A propósito del autorretrato de Florencia Deisen  Manhey
            Desde que Levinas problematizara el ubi del rostro, describiendo a cambio una situación más próxima a la experiencia de la humildad; inclinación de la cerviz  frente a la ventanilla de un presidio, por ejemplo, el rostro  como centro de la reflexión se ha vuelto central en la reflexión estética. Las heridas que se infiere Raúl Zurita frente a las obras de Juan Dávila o la seguidilla de siluetas de rostros que Alfredo Jaar dispone en el Museo de la Memoria son expresión de esa tensión entre la cara y el rostro.
 El lugar del rostro no parece situarse precisamente en la cara o, al menos, parece trascenderla. Diremos, para acercarnos a lo que buscamos decir, que la cara es mera geografía y el rostro paisaje. La cara es lo dado, el rostro es aquello que construimos con y en ella. Aquí cobra significación el proceso productivo y la materialidad con la que Florencia edifica su rostro, infinitos fragmentos dan lugar a un proceso constructivo en que no se optó por el facilismo del trabajo computacional para luego plotear el conjunto de fotos. Aquí se asumió  la vía difícil del trabajo: montar una a una las fotos, produciendo traslapes que van dando forma a la constructividad  del rostro de la fotógrafa. Miles de fotos de su largo registro familiar en que pueden distinguirse  infinidad de texturas, pieles ajadas por el tiempo, diversas tonalidades que refieren  a su descendencia. Es un rostro erigido con la genealogía y el mundo de afectos en que la artista habita. No es la superposición en una foto matriz y el resto de las fotografías sobre él: la construcción del rostro está hecha de la materialidad de los otros; se trata de un hecho objetivo de la productividad. Diremos que ante la pregunta ¿quién soy? la artista debería respondernos: “una infinidad de dermis con historia”. O, simplemente, "soy muchos otros”, haciendo del rostro más un enigma que una certeza. Llama la atención el modo como resuelve la boca, son diversos labios lo que hacen los propios, a modo de metáfora, como si nos dijera mi boca está hecha de tantas bocas que me antecedieron o, si se quiere, mi boca habla por todas las otras,  desde el silencio de las que me antecedieron.

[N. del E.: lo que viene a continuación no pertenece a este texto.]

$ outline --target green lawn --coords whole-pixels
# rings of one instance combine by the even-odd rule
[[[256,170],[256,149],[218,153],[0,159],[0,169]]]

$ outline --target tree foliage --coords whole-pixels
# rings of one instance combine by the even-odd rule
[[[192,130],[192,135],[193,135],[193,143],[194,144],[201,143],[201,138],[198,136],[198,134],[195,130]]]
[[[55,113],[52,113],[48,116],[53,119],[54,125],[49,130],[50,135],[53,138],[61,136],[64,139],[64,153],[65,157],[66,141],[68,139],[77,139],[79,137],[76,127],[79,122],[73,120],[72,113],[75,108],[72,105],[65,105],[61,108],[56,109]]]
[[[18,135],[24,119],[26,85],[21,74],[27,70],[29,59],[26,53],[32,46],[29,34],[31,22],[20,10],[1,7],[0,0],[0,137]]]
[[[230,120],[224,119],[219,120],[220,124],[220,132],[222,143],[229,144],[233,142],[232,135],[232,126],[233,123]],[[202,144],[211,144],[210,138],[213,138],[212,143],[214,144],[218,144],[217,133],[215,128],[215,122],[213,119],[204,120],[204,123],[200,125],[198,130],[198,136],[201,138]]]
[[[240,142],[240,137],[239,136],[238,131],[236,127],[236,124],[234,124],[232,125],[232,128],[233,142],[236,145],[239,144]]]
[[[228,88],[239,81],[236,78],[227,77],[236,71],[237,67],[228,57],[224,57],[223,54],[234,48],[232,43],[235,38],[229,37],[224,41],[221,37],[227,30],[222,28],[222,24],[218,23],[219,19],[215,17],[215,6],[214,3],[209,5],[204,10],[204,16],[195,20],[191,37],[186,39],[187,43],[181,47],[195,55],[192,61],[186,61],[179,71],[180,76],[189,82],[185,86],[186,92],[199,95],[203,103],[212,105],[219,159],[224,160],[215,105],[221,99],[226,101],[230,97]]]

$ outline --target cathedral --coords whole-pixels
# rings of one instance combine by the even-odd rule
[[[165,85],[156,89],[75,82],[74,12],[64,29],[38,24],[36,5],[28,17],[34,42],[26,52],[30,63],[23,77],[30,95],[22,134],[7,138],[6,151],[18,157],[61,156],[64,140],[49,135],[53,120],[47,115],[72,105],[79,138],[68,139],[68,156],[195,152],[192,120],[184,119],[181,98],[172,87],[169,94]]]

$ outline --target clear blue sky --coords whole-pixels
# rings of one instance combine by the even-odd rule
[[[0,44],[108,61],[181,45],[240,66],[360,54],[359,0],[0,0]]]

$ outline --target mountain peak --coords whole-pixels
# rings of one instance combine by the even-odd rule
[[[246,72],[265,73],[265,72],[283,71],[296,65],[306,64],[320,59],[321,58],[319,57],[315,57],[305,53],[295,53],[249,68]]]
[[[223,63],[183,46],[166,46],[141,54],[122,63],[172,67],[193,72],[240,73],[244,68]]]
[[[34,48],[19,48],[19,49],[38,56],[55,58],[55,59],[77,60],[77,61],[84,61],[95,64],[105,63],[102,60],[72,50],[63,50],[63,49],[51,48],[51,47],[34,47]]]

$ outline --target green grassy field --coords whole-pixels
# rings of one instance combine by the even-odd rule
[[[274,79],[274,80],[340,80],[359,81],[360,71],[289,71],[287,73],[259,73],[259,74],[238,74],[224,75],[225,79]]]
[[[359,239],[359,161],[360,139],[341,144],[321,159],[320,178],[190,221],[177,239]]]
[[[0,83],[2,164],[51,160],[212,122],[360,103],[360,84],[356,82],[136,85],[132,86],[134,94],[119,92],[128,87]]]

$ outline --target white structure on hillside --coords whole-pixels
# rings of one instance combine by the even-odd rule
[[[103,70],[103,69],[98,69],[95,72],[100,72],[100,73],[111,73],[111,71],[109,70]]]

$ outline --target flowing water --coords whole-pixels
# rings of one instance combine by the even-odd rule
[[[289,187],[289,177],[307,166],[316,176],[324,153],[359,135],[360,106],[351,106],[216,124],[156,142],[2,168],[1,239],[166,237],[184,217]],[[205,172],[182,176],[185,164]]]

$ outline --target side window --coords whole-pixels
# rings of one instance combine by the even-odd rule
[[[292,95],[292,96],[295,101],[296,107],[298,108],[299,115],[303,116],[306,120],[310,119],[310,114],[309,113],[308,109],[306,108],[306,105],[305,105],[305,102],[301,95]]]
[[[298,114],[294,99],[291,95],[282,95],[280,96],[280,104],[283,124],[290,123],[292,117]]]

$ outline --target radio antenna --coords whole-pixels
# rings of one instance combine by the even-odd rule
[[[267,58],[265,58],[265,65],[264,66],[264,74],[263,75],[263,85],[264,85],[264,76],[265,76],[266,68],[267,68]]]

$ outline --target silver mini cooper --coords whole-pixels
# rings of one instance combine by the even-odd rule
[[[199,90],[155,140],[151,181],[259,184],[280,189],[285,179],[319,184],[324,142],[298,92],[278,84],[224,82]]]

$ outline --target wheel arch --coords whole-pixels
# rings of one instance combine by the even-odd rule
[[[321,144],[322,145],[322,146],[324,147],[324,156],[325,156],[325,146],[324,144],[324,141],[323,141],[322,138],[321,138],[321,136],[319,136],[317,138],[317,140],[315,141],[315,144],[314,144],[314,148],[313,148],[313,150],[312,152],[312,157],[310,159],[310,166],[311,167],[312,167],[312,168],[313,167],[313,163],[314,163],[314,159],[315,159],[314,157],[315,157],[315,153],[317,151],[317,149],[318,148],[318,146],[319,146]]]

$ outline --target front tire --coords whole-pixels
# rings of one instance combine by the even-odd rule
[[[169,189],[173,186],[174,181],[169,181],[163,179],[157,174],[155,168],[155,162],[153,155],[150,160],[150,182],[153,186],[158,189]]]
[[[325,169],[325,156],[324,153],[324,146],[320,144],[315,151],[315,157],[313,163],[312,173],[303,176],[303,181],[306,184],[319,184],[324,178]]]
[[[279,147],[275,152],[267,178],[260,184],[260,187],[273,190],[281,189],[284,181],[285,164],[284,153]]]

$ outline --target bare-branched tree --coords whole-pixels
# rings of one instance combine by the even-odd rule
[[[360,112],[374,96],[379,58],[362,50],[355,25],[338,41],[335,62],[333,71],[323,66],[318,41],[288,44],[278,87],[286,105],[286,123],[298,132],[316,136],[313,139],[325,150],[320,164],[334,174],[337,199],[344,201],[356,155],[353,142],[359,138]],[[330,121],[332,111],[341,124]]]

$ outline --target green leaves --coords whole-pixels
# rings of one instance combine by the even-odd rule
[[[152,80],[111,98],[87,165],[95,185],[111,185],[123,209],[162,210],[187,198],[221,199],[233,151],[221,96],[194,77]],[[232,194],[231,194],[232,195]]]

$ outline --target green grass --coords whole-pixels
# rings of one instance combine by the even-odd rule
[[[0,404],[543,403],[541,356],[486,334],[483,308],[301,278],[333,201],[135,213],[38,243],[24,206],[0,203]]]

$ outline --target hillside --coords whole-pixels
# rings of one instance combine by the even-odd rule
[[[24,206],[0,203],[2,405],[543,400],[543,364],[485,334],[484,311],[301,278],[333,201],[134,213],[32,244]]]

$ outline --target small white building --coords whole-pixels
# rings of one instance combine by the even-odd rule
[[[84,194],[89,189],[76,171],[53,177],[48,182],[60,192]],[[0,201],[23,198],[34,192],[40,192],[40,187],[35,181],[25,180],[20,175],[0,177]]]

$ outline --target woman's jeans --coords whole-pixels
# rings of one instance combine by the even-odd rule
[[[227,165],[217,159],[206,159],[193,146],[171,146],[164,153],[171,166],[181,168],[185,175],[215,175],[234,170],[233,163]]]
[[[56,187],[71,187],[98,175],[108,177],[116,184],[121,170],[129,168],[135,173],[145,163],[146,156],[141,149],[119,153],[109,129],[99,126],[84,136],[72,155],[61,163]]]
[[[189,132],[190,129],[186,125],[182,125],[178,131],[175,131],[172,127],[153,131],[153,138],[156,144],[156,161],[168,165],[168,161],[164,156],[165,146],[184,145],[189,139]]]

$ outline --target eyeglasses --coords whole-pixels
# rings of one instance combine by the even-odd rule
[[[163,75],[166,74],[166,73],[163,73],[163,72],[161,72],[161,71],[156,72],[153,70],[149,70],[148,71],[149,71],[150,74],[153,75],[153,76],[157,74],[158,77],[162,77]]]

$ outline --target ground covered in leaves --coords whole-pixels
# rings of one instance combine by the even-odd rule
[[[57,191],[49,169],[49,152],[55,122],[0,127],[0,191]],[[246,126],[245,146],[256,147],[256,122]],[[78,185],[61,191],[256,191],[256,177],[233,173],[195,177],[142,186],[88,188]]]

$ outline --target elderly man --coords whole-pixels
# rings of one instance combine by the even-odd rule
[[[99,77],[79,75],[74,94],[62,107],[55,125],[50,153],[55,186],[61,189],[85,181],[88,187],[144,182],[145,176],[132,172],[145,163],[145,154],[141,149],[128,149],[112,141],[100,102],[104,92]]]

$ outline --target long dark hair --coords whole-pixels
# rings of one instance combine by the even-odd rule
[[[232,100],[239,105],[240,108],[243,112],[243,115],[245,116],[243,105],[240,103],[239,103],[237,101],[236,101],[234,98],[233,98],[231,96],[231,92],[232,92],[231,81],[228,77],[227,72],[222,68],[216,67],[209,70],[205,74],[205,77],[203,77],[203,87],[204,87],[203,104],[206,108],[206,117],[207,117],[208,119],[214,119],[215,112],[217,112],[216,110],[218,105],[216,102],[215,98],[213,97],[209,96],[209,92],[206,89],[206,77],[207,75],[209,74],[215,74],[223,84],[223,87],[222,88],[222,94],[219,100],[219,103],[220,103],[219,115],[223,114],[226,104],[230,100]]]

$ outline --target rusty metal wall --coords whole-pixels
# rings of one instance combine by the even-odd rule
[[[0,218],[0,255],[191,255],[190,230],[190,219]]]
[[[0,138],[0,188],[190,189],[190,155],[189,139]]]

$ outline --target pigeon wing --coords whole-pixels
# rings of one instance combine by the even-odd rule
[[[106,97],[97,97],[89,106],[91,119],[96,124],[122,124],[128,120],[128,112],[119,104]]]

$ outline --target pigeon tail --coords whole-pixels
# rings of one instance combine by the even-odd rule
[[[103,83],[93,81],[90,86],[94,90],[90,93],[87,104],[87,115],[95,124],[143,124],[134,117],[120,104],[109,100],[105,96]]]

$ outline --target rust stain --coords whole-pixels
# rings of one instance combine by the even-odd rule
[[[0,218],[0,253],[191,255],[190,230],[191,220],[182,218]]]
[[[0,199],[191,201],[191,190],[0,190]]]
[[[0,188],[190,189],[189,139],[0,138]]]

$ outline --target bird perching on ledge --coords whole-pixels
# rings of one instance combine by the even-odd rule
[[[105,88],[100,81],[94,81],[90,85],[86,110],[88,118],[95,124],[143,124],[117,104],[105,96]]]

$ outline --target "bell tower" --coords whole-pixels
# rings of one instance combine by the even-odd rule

         La primera idea que se me vino a la cabeza con la obra de Florencia fue ese gigante que sale del mar en la obra Leviatán de T. Hobbes, ese monstruo hecho con los cuerpos de miles de hombres que representa el poder político encarnado en el soberano. En la obra hobbesiana cada uno de los hombres ha puesto en el soberano parte de sí, es decir, ha enajenado una dimensión de su poder, su fuerza en el soberano  a cambio de garantizar su vida y su propiedad. Se trata de un macro-hombre dispuesto a actuar cada vez que mi vida o mi propiedad se encuentran en peligro. Por tanto, cada vez que soy amenazado, todo el sistema político está puesto en riesgo.  En el caso de Hobbes se trata de un proceso artificial, resultado de un acuerdo obligado por las circunstancias, dado lo insoportable que es permanecer el estado natural. En el autorretrato de Florencia se trata de una construcción natural biológica y afectiva en que los otros son ella por sangre y por  la historicidad de los afectos.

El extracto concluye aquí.